Overall, the correlations between serum metabolites and inflammatory markers indicate that ruminal acidosis induced by a high-grain diet not only triggers a systemic inflammatory response but also involves coordinated regulation of lipid, amino acid, and energy metabolism. These findings provide new mechanistic evidence supporting the interplay between inflammation and metabolic reprogramming in ruminal acidosis and highlight the potential of specific serum metabolites as biomarkers for evaluating systemic inflammatory and metabolic status.

High-grain–induced ruminal acidosis not only disrupts rumen fermentation but also imposes a systemic immunometabolic challenge. In the present study, the decline in ruminal pH was accompanied by elevated circulating LPS and acute-phase proteins, as well as marked alterations in serum metabolomic profiles, particularly those related to amino acid metabolism. These results indicate that high-grain feeding induces metabolic reprogramming closely linked to inflammatory activation.

Amino acids function not only as metabolic substrates but also as key signaling molecules that regulate cellular metabolism and immune responses through the mechanistic target of rapamycin (mTOR) pathway. mTOR integrates nutrient availability with inflammatory and metabolic signals, thereby coordinating anabolic processes and immune activation (57). The disturbance of amino acid–associated metabolites observed in this study suggests impaired nutrient sensing and altered systemic energy allocation under acidosis conditions. Importantly, mTOR activity is tightly regulated by cellular energy status and interacts with AMP-activated protein kinase (AMPK) to balance anabolic and catabolic pathways during metabolic stress. Under high-grain–induced inflammatory and energy overload, suppression of anabolic metabolism and activation of stress-responsive pathways may occur, thereby contributing to metabolic inefficiency and inflammatory burden. Recent evidence further indicates that nuclear mTOR signaling orchestrates transcriptional programs involved in cellular growth, metabolism, and stress adaptation (58), providing a mechanistic basis for the coordinated metabolic shifts observed in serum. Prolonged activation of such immunometabolic pathways has been associated with impaired growth efficiency and metabolic dysfunction (59).
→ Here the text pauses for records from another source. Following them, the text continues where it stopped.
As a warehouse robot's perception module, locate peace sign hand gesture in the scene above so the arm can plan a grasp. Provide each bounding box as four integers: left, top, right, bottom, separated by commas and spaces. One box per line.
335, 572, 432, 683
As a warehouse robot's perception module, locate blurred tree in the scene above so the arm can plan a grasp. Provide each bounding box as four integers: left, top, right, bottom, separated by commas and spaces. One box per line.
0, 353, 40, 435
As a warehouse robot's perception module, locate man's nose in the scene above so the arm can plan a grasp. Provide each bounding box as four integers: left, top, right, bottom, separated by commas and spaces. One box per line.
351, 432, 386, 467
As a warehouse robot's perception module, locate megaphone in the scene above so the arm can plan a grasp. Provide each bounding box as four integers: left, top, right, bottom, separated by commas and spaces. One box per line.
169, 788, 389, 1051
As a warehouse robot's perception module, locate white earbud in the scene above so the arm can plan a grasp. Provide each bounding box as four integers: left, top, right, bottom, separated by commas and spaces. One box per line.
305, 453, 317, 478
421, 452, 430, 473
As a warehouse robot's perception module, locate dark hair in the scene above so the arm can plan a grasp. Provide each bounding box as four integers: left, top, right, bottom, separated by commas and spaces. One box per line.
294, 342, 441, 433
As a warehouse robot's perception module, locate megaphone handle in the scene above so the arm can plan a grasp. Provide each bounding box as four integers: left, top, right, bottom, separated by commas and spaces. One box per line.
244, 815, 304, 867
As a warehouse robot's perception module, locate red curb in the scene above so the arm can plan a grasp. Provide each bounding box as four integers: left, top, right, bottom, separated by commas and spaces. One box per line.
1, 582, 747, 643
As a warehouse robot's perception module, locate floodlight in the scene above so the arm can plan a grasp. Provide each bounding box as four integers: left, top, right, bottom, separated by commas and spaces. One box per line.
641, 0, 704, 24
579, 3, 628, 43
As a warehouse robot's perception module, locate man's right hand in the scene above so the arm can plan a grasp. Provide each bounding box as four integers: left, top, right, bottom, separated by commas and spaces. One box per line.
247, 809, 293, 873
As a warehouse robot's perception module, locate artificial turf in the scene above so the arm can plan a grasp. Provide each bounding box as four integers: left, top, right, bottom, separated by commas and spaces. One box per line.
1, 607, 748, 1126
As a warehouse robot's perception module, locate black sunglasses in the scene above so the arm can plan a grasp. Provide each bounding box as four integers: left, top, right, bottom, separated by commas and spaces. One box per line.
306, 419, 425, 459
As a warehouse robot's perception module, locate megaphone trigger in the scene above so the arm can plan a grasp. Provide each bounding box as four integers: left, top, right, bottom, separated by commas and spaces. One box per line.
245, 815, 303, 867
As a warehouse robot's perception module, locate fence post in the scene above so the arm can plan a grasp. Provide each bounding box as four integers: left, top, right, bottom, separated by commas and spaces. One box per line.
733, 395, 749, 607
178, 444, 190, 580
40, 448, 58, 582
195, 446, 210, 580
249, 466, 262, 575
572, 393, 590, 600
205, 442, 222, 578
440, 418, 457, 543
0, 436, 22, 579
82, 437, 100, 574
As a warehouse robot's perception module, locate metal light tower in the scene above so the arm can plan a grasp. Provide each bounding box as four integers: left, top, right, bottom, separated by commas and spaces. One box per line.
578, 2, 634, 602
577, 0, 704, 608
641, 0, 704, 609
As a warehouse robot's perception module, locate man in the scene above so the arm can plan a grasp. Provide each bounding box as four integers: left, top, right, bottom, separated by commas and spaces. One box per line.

Collectively, our findings support a model in which high-grain–induced acidosis triggers systemic inflammation and amino acid–centered metabolic reprogramming, mediated in part by mTOR signaling and its interaction with energy stress pathways, thereby linking ruminal disturbances to systemic metabolic alterations.

Although the sample size was sufficient to detect clear differences in ruminal pH, serum biochemical parameters, and inflammatory markers, the relatively limited number of animals may reduce the statistical power of untargeted metabolomic analyses. Accordingly, the metabolomic results should be interpreted with caution and require further confirmation in larger cohorts and through targeted validation.